The same safeguard was supposed be in the next operating systems for iPads and Apple TVs, too.
The feature would require apps to explicitly ask users to permission to collect and share data about their online behavior through a unique code that identifies every iPhone. That requirement raised fears that most people would block the tracking, making it more difficult for free apps to sell the ads that generate most of their revenue.
Currently, apps are automatically given a tracking code unless users of iPhones and other Apple devices go to the extra trouble of changing their privacy controls on their own.
This Shouldn’t Be Interpreted as a Sign It Is Backing Down From Its Outspoken Commitment
Facebook, which runs the largest digital ad network behind Google, last week warned that the new privacy feature in iOS 14 threatened to deliver a major blow to many apps at a time they are already struggling amid a coronavirus-triggered recession.
Although Apple is postponing the new anti-tracking tool, the Cupertino, California, company emphasized that it shouldn’t be interpreted as a sign it is backing down from its outspoken commitment to protect the privacy of its customers as a “fundamental right.”

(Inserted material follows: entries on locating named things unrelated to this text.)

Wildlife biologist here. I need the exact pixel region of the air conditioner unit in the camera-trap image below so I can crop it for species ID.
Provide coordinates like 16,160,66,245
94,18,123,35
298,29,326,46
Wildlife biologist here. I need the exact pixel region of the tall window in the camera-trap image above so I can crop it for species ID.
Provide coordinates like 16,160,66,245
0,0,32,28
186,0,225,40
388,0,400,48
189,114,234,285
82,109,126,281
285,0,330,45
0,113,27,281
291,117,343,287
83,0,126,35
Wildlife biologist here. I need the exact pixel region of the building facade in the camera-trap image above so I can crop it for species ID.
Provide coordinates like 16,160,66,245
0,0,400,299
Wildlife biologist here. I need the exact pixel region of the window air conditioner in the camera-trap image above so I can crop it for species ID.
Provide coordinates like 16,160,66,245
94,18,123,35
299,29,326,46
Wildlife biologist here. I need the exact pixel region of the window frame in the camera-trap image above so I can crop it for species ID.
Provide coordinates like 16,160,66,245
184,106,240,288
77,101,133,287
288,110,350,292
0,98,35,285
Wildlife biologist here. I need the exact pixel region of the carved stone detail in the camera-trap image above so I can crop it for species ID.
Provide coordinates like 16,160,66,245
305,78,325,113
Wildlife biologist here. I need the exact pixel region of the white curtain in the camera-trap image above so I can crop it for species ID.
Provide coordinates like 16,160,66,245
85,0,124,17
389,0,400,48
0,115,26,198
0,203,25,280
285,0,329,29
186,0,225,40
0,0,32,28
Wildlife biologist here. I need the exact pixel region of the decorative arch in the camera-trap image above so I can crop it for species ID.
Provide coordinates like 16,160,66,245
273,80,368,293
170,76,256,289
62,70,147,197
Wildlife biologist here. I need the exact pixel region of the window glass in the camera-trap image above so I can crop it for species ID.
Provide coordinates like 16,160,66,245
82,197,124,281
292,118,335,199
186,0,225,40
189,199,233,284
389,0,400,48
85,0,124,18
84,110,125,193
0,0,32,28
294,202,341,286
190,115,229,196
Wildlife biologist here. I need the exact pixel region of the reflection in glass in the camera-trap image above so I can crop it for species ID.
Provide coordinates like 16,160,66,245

“We want to give developers the time they need to make the necessary changes” to apps and advertising models, the company said in a statement.
Apple’s postponement disappointed those trying to combat the digital surveillance that’s inherent in online tracking, said Craig Danuloff, CEO of The Privacy Co., which recently introduced its own privacy app to help protect iPhone users from prying eyes.
“One can only see this delay as harming millions of users who do not at all understand the level of tracking that’s going on,” Danuloff said.